L’ouvrage intitulé : « Dialogue national au Mali : leçons de la Conférence nationale de 1991 pour le processus de sortie de crise » est désormais disponible en version PDF en ligne dans les langues française et anglaise. Ce livre édité en Allemagne est une œuvre collective de trois auteurs : Ousmane Sy, Ambroise Dakouo et Kadari Traoré. Le premier est un ancien ministre qu’on ne présente plus.

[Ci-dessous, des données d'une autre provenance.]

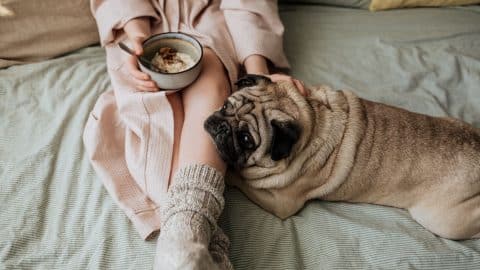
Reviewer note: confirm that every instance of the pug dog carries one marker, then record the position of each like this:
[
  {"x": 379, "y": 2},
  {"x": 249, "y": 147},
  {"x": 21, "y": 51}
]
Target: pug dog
[{"x": 334, "y": 146}]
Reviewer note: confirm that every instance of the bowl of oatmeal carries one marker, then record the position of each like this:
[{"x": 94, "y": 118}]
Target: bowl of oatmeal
[{"x": 175, "y": 60}]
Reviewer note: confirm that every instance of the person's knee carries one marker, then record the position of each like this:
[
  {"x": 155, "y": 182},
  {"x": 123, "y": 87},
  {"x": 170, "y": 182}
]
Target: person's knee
[{"x": 211, "y": 88}]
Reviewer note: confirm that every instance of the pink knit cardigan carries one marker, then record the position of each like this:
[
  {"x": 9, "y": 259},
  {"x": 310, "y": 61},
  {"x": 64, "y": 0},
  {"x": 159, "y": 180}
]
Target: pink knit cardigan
[{"x": 129, "y": 133}]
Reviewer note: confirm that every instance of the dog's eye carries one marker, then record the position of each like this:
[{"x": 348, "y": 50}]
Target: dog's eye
[
  {"x": 226, "y": 107},
  {"x": 245, "y": 140}
]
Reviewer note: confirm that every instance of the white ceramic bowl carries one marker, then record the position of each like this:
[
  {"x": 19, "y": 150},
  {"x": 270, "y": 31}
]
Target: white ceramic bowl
[{"x": 171, "y": 82}]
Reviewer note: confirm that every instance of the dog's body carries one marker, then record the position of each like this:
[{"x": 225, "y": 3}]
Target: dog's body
[{"x": 338, "y": 147}]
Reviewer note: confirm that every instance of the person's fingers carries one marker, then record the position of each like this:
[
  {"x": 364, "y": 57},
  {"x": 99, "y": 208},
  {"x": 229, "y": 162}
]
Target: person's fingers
[
  {"x": 137, "y": 45},
  {"x": 144, "y": 85},
  {"x": 132, "y": 67},
  {"x": 137, "y": 31}
]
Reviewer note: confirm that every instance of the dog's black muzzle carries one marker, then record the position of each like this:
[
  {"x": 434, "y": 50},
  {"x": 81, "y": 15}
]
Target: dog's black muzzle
[{"x": 221, "y": 132}]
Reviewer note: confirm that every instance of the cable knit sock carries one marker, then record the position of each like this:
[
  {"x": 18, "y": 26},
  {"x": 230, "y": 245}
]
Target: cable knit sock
[{"x": 194, "y": 203}]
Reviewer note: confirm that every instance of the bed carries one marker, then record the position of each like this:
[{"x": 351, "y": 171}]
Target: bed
[{"x": 56, "y": 214}]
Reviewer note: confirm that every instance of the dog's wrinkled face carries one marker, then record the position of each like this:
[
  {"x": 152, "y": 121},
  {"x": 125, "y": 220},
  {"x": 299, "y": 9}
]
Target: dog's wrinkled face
[{"x": 257, "y": 126}]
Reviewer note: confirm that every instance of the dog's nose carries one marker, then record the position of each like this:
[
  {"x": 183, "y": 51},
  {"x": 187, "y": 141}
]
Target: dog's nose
[
  {"x": 223, "y": 128},
  {"x": 216, "y": 125}
]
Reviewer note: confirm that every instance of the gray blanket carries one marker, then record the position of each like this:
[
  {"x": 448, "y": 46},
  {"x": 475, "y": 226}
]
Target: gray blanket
[{"x": 56, "y": 214}]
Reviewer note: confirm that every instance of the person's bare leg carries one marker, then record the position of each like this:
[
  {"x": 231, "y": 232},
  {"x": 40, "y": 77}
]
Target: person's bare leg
[
  {"x": 201, "y": 99},
  {"x": 175, "y": 100},
  {"x": 195, "y": 197}
]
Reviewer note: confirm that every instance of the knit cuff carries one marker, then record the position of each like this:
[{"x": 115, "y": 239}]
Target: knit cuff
[{"x": 196, "y": 189}]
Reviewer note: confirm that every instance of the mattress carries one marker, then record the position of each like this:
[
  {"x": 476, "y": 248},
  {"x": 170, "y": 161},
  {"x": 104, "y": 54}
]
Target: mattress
[{"x": 56, "y": 214}]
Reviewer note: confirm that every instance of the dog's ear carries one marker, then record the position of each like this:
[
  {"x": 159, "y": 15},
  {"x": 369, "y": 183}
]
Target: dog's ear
[
  {"x": 285, "y": 135},
  {"x": 251, "y": 80}
]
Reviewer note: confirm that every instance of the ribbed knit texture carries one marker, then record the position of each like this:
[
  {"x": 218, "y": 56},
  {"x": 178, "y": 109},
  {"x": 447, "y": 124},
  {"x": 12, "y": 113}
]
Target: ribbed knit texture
[{"x": 194, "y": 203}]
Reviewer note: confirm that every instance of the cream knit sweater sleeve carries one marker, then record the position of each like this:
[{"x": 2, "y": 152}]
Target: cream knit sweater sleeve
[{"x": 190, "y": 238}]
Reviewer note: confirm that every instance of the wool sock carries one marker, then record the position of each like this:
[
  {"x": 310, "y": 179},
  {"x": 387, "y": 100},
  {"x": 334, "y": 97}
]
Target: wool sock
[{"x": 189, "y": 221}]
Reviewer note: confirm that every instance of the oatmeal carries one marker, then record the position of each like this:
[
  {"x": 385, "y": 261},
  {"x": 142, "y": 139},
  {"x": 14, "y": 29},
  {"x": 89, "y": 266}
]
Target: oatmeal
[{"x": 168, "y": 60}]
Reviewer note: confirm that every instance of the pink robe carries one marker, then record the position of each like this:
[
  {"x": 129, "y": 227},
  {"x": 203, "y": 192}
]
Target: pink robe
[{"x": 129, "y": 133}]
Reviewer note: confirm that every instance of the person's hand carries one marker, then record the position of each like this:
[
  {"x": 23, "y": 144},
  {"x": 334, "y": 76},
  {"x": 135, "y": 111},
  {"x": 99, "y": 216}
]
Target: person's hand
[
  {"x": 137, "y": 30},
  {"x": 283, "y": 77}
]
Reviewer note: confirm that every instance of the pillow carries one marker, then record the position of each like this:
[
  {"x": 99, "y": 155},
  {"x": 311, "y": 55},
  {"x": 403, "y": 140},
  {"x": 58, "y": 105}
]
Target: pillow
[
  {"x": 34, "y": 30},
  {"x": 344, "y": 3},
  {"x": 390, "y": 4}
]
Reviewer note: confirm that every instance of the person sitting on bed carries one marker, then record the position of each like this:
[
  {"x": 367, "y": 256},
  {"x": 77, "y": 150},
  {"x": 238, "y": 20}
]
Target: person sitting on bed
[{"x": 142, "y": 142}]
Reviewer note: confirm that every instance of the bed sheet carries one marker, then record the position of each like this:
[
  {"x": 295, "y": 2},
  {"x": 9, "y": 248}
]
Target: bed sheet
[{"x": 56, "y": 214}]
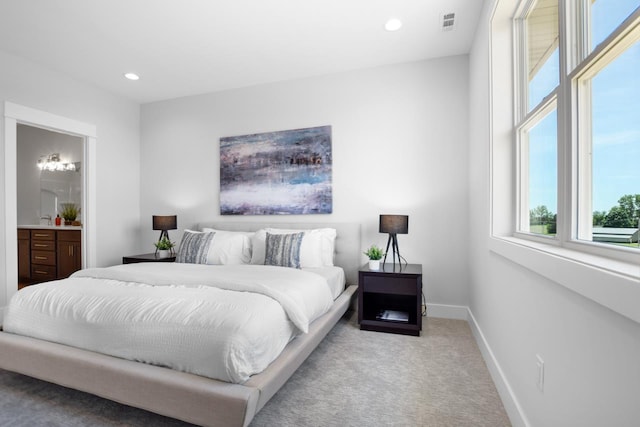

Quant à Ambroise Dakouo, il diplômé de l’Institut des hautes études internationales et du développement de Genève et de l’ENA de Paris. Enseignant-chercheur à l’Université des sciences juridiques et politiques de Bamako, Kadari Traoré est diplômé de Sciences Po Bordeaux et titulaire d’un doctorat en sciences politiques.
Les auteurs font un véritable diagnostic de la crise et livrent quelques pistes de réflexion notamment sur l’organisation de la Conférence d’entente nationale.
Au Mali, la crise de 2012 a ébranlé la paix et le vivre ensemble et fragilisé l’Etat et les institutions. Les auteurs soulignent cette réalité avant d’indiquer que tous les acteurs maliens réclament un processus de débat national afin de permettre à tous les citoyens de se retrouver et de se concerter sur le nouveau contrat social.
A cet effet, l’Accord pour la paix et la réconciliation issu du processus d’Alger a prévu une Conférence d’entente nationale «en vue de permettre un débat approfondi entre les composantes de la nation malienne sur les causes profondes du conflit ».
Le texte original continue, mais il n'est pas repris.